In contrast to RGB diffusion models that denoise only three image channels, our hyperspectral diffusion model is trained to denoise 31 channels corresponding to the scene radiance on narrow-band wavelengths from 400 to 700 nm. Below we show the generated HSI reconstructions from our trained model, displayed for several wavelength channels as the sampling algorithm iterates through time. Since the predictions change with different initial noise seeds, we also generate an uncertainty map by computing the total spectral variation per-pixel after repeated draws. We find that our hyperspectral diffusion model produces accurate spectral reconstructions. The spectral channels highlight different features and objects in the scene and provides a deeper representation than RGB images.
HSI Reconstructions on the ARAD1K Dataset
We benchmark our algorithm against existing grayscale to hyperspectral reconstruction networks using the ARAD1K dataset. Although our patch-based model can handle measurement of any sizes, we first train/test on 256x256 pixel measurements to enable comparison with previous models that are limited to small images. In the paper, we demonstrate that our model can directly reconstruct larger 1280x1280 and 1280x1536 pixel measurements. Additional studies are discussed in the paper, considering RGB filters and different optics used to capture measurements.
In the sliders below, we show the rendered grayscale measurements that are used as conditioning for our diffusion model. Each measurement is simulated using the metasurface lens and has significant chromatic aberration. To reconstruct a prediction of the true hyperspectral images, each measurement is split into 16 64x64 pixel patches during inference time and processed in parallel. The reconstructed hyperspectral image is visualized projected to RGB colorspace. We are able to restore fine spatial features and dense spectral information for every pixel, using only simple optical cues.
Our work is the first to demonstrate that hyperspectral images can be restored from a grayscale measurement captured using a single, simple lens. Moreover, we found that no existing network can succesfully solve this problem. We qualitatively display our findings below, showing the reconstructed hyperspectral images (viewed in RGB colorspace) reconstructed by our model vs previous networks.

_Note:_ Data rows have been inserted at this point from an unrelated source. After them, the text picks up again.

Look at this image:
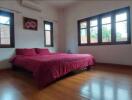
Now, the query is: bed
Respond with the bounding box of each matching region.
[11,49,94,88]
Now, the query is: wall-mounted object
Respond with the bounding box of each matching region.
[23,17,38,31]
[21,0,42,12]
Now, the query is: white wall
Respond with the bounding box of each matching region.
[64,0,132,65]
[0,0,59,69]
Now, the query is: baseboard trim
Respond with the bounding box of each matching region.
[0,68,11,72]
[96,62,132,69]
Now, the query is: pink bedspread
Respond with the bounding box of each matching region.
[11,53,94,87]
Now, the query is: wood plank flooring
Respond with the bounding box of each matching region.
[0,64,132,100]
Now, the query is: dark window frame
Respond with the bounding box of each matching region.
[44,21,54,47]
[0,10,15,48]
[77,7,131,46]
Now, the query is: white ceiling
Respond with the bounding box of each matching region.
[44,0,78,8]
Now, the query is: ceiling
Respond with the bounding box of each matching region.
[45,0,78,8]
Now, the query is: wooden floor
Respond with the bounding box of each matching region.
[0,65,132,100]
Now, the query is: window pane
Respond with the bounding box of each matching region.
[102,17,111,24]
[45,31,51,45]
[81,29,87,44]
[80,22,87,28]
[116,21,128,41]
[0,24,10,38]
[90,19,98,26]
[116,12,127,22]
[45,24,51,30]
[102,24,111,42]
[90,27,98,43]
[0,16,10,24]
[1,37,10,45]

1280x1280 HSI Reconstruction on ICVL Dataset
Here we highlight the unique ability of our model to process measurements of any size by splitting the measurement into smaller chunks. Our diffusion model only requires the memory and resources to process one 64x64 patch at any given moment. This enables high-resolution reconstructions on a commodity GPU. In contrast, most existing methods would attempt to reconstruct the full HSI at once, requiring significantly more memory and compute.
Below, we show two 1280x1280 resolution scenes from the ICVL dataset. The grayscale measurement is dipslayed in the left images (red grid denotes patches). The reconstructed HSI is viewed in RGB space in the middle and the line plot on the right shows the dense spectral curve for each highlighted pixel. We generally observe accurate spectral restorations for natural scenes without sacrificing FOV or resolution.